AI & Machine Learning

Learning Custom TF-Hub Embeddings with Swivel and Kubeflow Pipeline

The goal of machine learning (ML) is to extract patterns from existing data to make predictions on new data. Embeddings are an important tool for creating useful representations for input features in ML, and are fundamental to search and retrieval, recommendation systems, and other use cases. 

In this blog, we’ll demonstrate a composable, extensible, and reusable implementation of Kubeflow Pipelines to prepare and learn item embeddings for structured data (item2hub pipeline), as well as custom word embeddings from a specialized text corpus (text2hub pipeline). These pipelines export the embeddings as TensorFlow Hub (TF-Hub) models, to be used as representations in various machine learning downstream tasks. 

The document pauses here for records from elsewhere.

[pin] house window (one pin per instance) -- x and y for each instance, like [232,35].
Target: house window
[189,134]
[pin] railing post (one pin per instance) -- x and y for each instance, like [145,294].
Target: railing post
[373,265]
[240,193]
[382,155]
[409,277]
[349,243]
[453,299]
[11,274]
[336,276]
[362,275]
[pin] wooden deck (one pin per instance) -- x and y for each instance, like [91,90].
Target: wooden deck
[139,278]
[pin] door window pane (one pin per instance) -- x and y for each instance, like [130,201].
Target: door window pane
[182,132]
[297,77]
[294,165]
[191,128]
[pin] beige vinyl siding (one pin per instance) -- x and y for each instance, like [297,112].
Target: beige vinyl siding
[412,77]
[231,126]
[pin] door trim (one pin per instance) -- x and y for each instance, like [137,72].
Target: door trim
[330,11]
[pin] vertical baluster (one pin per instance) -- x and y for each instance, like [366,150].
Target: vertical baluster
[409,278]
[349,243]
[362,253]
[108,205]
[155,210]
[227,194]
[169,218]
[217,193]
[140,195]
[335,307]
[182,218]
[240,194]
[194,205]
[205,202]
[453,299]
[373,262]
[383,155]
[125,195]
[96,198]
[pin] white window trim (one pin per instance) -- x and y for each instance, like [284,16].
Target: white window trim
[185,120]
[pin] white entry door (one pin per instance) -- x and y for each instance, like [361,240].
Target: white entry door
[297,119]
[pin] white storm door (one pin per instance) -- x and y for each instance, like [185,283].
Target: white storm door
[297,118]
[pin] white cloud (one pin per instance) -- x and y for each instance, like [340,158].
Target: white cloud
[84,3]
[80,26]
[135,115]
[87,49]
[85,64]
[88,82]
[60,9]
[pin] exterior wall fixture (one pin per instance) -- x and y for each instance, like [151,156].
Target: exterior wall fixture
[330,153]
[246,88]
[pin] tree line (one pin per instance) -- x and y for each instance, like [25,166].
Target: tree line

The end-to-end KFP pipelines we’ll show here, and their individual components are available in Google Cloud AI Hub. You can go through this tutorial that executes the text2hub pipeline using Manual of the Operations of Surgery by Joseph Bell text corpus to learn specialized word embedding in the medical domain.

Before we go into detail on these pipelines, let’s step back and get some background on the goals of ML, the types of data we can use, what exactly embeddings are, and how they are utilized in various ML tasks.

Machine learning fundamentals

As mentioned above, we use ML to discover patterns in existing data and use them to make predictions on new data. The patterns an ML algorithm discovers represent the relationships between the features of the input data and the output target that will be predicted. Typically, you expect that instances with similar feature values will lead to similar predicted output. 

Therefore, the representation of these input features and the objective against which the model is trained directly affect the nature and quality of the learned patterns. Input features are typically represented as real (numeric) values and models are typically trained against a label—or set of existing output data. 

For some datasets, it may be straightforward to determine how to represent the input features and train the model. For example, if you’re estimating the price of a house, property size in square meters, age of the building in years, and number of rooms might be useful features, while historical housing prices could make good labels to train the model from.

Other cases are more complicated. How do you represent text data as vectors—or lists—of numbers? And what if you don’t have labeled data? For example, can you learn anything useful about how similar two songs are if you only have data about playlists that users create? There are two ideas that can help us use more complex types of data for ML tasks:

  • Embeddings, which map discrete values (such as words or product IDs) to vectors of numbers

  • Self-supervised training, where we define a made-up objective instead of using a label. For example, we may not have any data that says that song_1 and song_2 are similar, but we can say that two songs are similar if they appear together in many users’ playlists.

What is an embedding?

As mentioned above, an embedding is a way to represent discrete items (such as words, song titles, etc.) as vectors of floating point numbers. Embeddings usually capture the semantics of an item by placing similar items close together in the embedding space. Take the following two pieces of text, for example: “The squad is ready to win the football match,” and, “The team is prepared to achieve victory in the soccer game.” They share almost none of the same words, but they should be close to one another in the embedding space because their meaning is very similar.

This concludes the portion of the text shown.